New Year elections: only President Marcelo appears not to want them

With today being ‘decision day’ for the survival of the 2022 State Budget, the truth is that ‘everyone in parliament’ seems to want early elections.

Political commentators are agreed: the current government is ‘dead in the water’. It has lost its ‘allies’, left wingers Bloco de Esquerda and PCP communists – which themselves are still smarting from catastrophic results in September’s municipal elections.

Pundits suggest that the Bloco and PCP’s insistence on voting against the State Budget, and effectively bringing down the government, is much more to do with ‘damage control’ than any valid objections to what the budget is actually offering.

Writing in tabloid Correio da Manhã this morning, PS MP Marcos Perestrello explains the two parties “simply want to topple the government now because they realise they will be electorally penalised (if they wait any longer) by their connections to the PS if they sustain it. 

“The results of the municipal elections were the impetus that gave fundamentalists in both parties the strength to force a pulling away from the government – and the moment is convenient, as difficult times are coming for all world economies”, he suggests.

Echoing the convictions of his leader, António Costa – who has no intention of resigning even if the budget collapses later today – Marcos Perestrello claims this ‘unpopular budget’ is in fact the one that has gone further than all those in the previous years since 2015 in accepting the ideology of the left.

There is more finance for the health system, for education; there is a reduction in IRS for the majority of families ‘for the first time in years’; salaries are increasing, pensions too; there is a new level of support for infants in the form of free creche places – and there is no money being paid over to banks.
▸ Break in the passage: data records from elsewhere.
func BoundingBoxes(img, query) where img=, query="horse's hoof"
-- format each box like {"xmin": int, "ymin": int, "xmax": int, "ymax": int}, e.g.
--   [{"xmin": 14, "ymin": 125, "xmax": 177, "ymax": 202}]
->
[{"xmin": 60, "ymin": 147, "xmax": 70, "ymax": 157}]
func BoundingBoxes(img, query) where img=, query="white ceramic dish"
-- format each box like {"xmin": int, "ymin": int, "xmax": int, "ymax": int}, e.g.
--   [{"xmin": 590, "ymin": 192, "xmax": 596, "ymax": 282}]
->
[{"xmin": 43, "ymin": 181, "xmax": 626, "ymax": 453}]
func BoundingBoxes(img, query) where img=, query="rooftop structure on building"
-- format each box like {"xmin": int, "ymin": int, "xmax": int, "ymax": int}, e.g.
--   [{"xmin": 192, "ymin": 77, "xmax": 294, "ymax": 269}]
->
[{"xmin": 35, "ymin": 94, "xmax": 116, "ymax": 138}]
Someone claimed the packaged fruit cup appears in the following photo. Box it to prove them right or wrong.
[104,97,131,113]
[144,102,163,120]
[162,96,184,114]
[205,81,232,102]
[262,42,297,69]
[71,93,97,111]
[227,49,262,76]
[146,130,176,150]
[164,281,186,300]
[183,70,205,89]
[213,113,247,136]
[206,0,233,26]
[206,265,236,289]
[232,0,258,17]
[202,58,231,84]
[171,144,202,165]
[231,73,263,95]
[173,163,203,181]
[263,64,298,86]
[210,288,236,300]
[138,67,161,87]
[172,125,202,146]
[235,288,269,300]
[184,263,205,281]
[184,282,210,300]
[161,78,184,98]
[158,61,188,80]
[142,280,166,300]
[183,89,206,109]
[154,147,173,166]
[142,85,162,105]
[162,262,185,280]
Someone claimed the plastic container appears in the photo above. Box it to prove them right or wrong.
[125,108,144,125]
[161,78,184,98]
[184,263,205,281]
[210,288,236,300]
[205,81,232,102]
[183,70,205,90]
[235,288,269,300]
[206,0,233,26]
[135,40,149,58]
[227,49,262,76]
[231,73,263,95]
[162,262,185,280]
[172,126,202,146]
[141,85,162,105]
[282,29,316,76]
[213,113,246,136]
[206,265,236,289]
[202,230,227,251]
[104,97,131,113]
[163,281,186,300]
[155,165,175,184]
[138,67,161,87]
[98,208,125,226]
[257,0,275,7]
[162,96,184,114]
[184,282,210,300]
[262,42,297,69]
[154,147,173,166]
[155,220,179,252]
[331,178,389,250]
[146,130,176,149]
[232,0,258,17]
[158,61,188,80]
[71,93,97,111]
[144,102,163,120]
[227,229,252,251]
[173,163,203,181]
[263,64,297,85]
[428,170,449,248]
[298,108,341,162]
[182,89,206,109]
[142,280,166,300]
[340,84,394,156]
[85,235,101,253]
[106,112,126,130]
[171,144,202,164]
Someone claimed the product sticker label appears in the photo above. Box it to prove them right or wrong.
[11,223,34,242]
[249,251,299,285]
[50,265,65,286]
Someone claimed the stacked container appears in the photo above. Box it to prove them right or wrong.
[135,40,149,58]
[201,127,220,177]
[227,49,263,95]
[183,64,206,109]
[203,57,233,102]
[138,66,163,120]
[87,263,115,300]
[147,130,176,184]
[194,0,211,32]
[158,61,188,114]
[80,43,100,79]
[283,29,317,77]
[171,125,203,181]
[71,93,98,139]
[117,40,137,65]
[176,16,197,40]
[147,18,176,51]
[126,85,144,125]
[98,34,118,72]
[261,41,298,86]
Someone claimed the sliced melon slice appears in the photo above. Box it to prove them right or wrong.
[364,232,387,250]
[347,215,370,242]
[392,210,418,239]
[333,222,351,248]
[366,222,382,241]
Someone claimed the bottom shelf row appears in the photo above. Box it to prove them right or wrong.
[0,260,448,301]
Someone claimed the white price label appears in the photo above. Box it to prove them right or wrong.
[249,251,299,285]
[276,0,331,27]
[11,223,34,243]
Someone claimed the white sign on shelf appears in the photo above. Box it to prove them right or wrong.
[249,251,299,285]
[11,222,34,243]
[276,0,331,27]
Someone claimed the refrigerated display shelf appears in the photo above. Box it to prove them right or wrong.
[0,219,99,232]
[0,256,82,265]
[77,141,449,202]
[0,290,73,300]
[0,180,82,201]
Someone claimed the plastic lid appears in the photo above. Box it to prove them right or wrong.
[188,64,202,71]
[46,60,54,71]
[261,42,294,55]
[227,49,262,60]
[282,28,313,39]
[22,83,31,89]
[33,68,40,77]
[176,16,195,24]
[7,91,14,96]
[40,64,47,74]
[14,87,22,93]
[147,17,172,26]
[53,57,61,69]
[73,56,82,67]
In other words, the brouhaha and criticism that the budget ‘doesn’t go far enough’ is expedient, in his (and many others’) opinion: interests which have nothing to do with those of the country are paramount.

And there’s the nub of the whole sorry drama: politicians are thinking about their own futures while Portugal gently slides into a new financial ‘hole’ with record public debt and very little in motion to pull it back before Brussels reimposes ‘budgetary rules’ in 2023.

The centre-right meantime is in such a ‘mess’ that early elections can only work to the PS advantage: PSD leader Rui Rio is being undermined by ‘pretender to the title’ Euro MP Paulo Rangel, while the youthful CDS leader is in the same position, under attack from Euro MP Nuno Melo.

Explain reports, Monday night’s emergency meeting of the Council of Ministers saw consensus that early elections are the way to go.

Coincidentally, the ‘difficult times’ have contributed to this mindset: ministers believe “the later elections come, the more the risk of fuel prices increasing, the more the risk of social unrest – and the PSD would be given time to ‘reorganise itself’ from all the internal power-play.

Only President Marcelo is reluctant to take this sitting down: again, because he doesn’t want to see his second term tarnished with political crisis.

Thus his efforts have been to divide the centre-right, says Correio da Manhã – by encouraging Madeiran MPs (all three of them) to change their intention to vote against the budget, and instead vote for it.

The ‘deal’ would see Madeira getting a number of ‘guarantees’ that would benefit the region – all of them ‘costing money’ – and would have to involve changing the minds also of PAN, PEV and non-inscribed MPs… (at midday today, it seems this plan has fallen flat: Madeira’s president Miguel Albuquerque has confirmed the MPs will be voting against the budget after all…)

But again, the overview suggests ‘everyone is trying to protect their own corner’ in  power-struggles that has barely seem mindful that Portugal’s public debt has steadily increased since the PS ‘seized power’ in 2015 – with the help of Bloco de Esquerda and PCP Communists – and is now at a level where it needs to reduce way beyond the forecasts of this budget (and possibly any other) in order to satisfy Brussels’ parameters.

Speaking this morning in parliament as the second day of the debate gets underway ahead of voting later this afternoon, finance minister João Leão said: “We are presenting a budget that focuses on economic and social recovery, with significant advances in structural challenges. It’s all this without taking anything away, without going backwards on what was accomplished in 2016 (when the deficit was temporarily reduced)… continuing to go forwards, with a sense of balance, without giving margins for setbacks which would be dramatic for the Portuguese”.

“Our debt is the problem: we have to reduce it so that there are no ‘dark clouds on the horizon’. The country does not want, or need, to go back to where it was not happy”.

The reality, warn political commentators, is that whatever happens in parliament today, Portugal could indeed be on the way back to where it was not happy.